Android's Andy Rubin has blogged his update to the platform's status, and it's more of the same really. Maybe...

It's difficult to imagine the sheer scale of Android's growth even when the numbers are presented - there are now more than 850,000 new activations each day, up from 700,000 announced on December 20 last year. Yet that doesn't include those thousands of Android powered devices that don't use Google Services and make no mistake, that's a lot of uncounted phones and tablets. Like the Kindle Fire, for example, the best selling Android tablet with nearly 10% of the tablet market. Or basically any Android device sold in China, a bigger mobile market than the US now. Which could mean in reality that the daily total is a massive 15% larger than reported, or North of 970,000.

But surely that's lower growth than previously? Well, in market share percentage terms, the closer Android gets to 100% of the market, the less available share there is to capture, so the 250% growth year on year is certainly not as spectacular looking as the 2010/11 number which was in the ~400% range.
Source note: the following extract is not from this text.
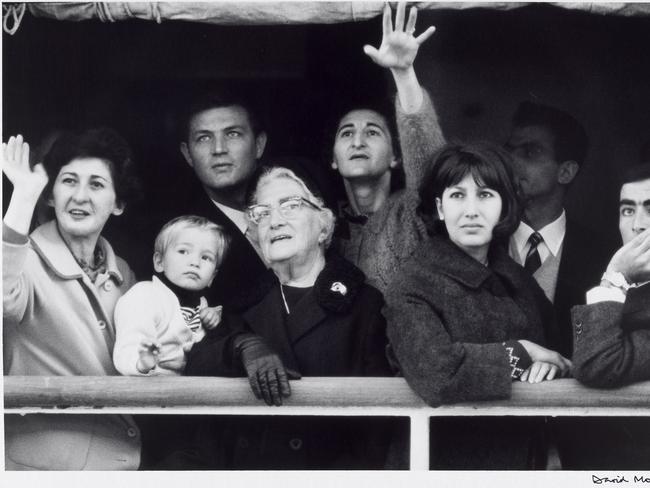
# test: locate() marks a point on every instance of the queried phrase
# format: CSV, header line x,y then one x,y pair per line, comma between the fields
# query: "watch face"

But looking at the figures Mr Rubin has just shared with us, the reality is more surprising than you'd think at first glance.

In July, Rubin announced 550,000 daily activations while in December that had increased to 700,000, an increase each month to the daily activations of an additional 30,000. But between December and February, that monthly increase in activations has expanded to 75,000, two and a half times that of the monthly increase from July to December. Impressive doesn't seem adequate to describe it. And remember, that doesn't include any devices without Google Services.

As many Android devices as people in South America?

Rubin has also confirmed that there are more than 300 million Android devices in the wild, around 16 million shy of total iOS iDevices which had a year and a half head start and whose ranks are inflated by iPods. It would seem that at the rate that Google's mobile OS continues to grow, there will be more Android kit in user's hands than the Apple competition in fewer than two months from now. The most recent activation estimates for all of Apple's iOS iGadgets, excluding the iPod, indicate they are approximately half of Android's official activation numbers. On the other hand, WinPhone's share at present is so small that it looks like a margin of error rather than a competitive attempt. But it's early days and some of us well remember the pre-Droid days when Android's chances looked similarly underwhelming, so we can't count MS and Nokia out yet.

Rubin's blog also contained the interesting tidbit that the number of Android apps has trebled in just one year. Which points to the platform as being a fertile ground for developers and should see the Market become first priority over of the Apple App Store in the near future. In case the actual numbers matter to you, at the last MWC there were 150,000 apps in the Market and as of today, that number now exceeds 450,000, more than I personally would bother browsing.